Nie wiem, czy to o tym fakcie mowa, ale znalazłam w http://teki.bkpan.poznan.pl/ następującą notkę:
7506 (Dziennik Poznański) 1891
Pozn. 18/VII. Kom. Kolon. kupiła od Boruckiego wś Wanda w p. ostrzeszow. (nr 162) nie z wolnej ręki ale na subhaście (nr 163)
Pozn. 18/VII. Kom. Kolon. kupiła od Boruckiego wś Wanda w p. ostrzeszow. (nr 162) nie z wolnej ręki ale na subhaście (nr 163)
Nie wiem, czy dotyczy to konkretnie moich przodków lub ich krewnych, ale to jedyne co znalazłam. Zgadza się nazwisko i fakt sprzedaży Komisji Kolonizacyjnej. Reszta – nie mam pojęcia!
Mieli 11 dzieci, dziadka Teodora w zasadzie wychowywała starsza siostra Wikcia, bo był najmłodszy.
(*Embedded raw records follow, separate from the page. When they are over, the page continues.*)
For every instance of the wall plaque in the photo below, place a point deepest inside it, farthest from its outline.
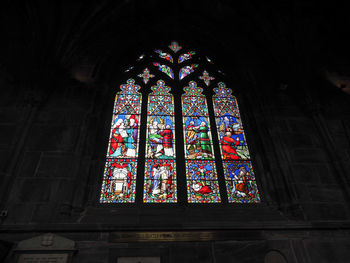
(43, 258)
(183, 236)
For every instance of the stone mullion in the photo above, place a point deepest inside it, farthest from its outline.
(217, 153)
(141, 160)
(179, 148)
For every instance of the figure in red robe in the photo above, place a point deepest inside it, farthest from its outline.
(227, 144)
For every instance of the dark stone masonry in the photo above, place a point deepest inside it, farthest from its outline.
(61, 64)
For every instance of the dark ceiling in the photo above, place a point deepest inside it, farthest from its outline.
(93, 40)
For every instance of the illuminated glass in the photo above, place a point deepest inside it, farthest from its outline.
(239, 175)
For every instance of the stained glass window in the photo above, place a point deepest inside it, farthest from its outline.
(239, 175)
(160, 174)
(201, 176)
(158, 160)
(119, 180)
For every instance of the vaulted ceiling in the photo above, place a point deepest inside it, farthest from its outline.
(94, 40)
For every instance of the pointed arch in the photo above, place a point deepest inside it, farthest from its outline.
(119, 180)
(160, 171)
(201, 175)
(239, 175)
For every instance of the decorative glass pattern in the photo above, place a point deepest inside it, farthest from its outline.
(206, 78)
(165, 69)
(174, 46)
(201, 177)
(202, 182)
(239, 175)
(186, 56)
(146, 75)
(160, 174)
(119, 178)
(185, 71)
(164, 55)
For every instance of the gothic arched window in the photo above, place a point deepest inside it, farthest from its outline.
(181, 116)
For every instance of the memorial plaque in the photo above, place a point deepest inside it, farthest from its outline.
(184, 236)
(43, 258)
(138, 260)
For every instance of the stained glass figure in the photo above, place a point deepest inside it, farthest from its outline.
(202, 182)
(186, 56)
(146, 75)
(206, 78)
(240, 182)
(164, 55)
(160, 181)
(160, 174)
(239, 175)
(165, 69)
(119, 179)
(185, 71)
(175, 46)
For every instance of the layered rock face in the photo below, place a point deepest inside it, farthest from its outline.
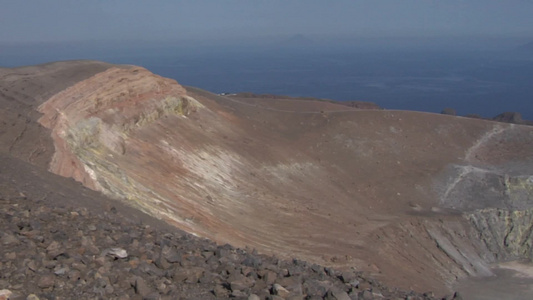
(386, 192)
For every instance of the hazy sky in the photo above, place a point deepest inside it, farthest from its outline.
(57, 20)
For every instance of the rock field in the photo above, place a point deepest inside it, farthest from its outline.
(60, 252)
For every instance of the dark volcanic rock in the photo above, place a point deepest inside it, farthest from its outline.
(157, 264)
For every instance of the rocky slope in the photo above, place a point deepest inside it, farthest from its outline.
(61, 241)
(386, 192)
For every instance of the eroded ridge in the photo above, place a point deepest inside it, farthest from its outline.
(92, 121)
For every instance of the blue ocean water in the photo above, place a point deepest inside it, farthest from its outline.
(472, 82)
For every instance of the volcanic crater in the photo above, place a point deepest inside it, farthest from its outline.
(418, 200)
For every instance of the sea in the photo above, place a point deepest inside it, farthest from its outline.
(485, 81)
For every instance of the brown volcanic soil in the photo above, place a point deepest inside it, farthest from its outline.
(57, 240)
(370, 189)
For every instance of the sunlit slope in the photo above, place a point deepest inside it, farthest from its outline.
(371, 189)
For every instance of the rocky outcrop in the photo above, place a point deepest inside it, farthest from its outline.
(324, 182)
(507, 234)
(94, 118)
(60, 251)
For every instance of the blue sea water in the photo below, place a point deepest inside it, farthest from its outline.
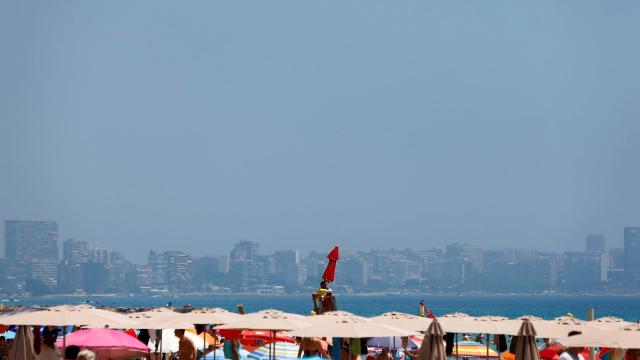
(547, 306)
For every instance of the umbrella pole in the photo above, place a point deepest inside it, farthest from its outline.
(204, 340)
(64, 340)
(456, 345)
(215, 345)
(270, 344)
(488, 345)
(395, 351)
(273, 337)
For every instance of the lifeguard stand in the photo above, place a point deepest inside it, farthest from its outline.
(323, 304)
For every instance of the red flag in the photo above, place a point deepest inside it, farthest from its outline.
(330, 272)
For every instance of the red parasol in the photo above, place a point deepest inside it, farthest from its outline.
(330, 272)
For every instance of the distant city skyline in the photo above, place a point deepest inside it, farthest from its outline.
(34, 267)
(227, 246)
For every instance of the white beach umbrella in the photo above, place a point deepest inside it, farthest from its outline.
(273, 320)
(626, 338)
(610, 322)
(206, 316)
(348, 327)
(67, 315)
Z babcią Rozalią wiąże się jedna opowieść rodzinna, ale bardzo ważna. Warteccy zamierzali wyemigrować do Ameryki do zamieszkującej tam rodziny. Wszystko było załatwione, wozy załadowane, ale uświadomiła sobie, że będzie płynęła przez „wielką wodę” przez tyle czasu! Babcia się przestraszyła i postanowiła, że nigdzie nie jedzie. Dziadek się tak na nią wściekł, że zniknął z domu na pół roku.
W sumie dobrze, że nie popłynęli… Nie byłoby mnie na tym świecie.
Jedyne zdjęcie, na którym znalazłam prababcię: ślub siostry dziadka (Władysławy) 12.X.1930r.
Brawo Miła, popieram Twoją opinię, ale z drugiej strony nie musielibyśmy się starać o Wizę Amerykańską. Pozdrawiam !!!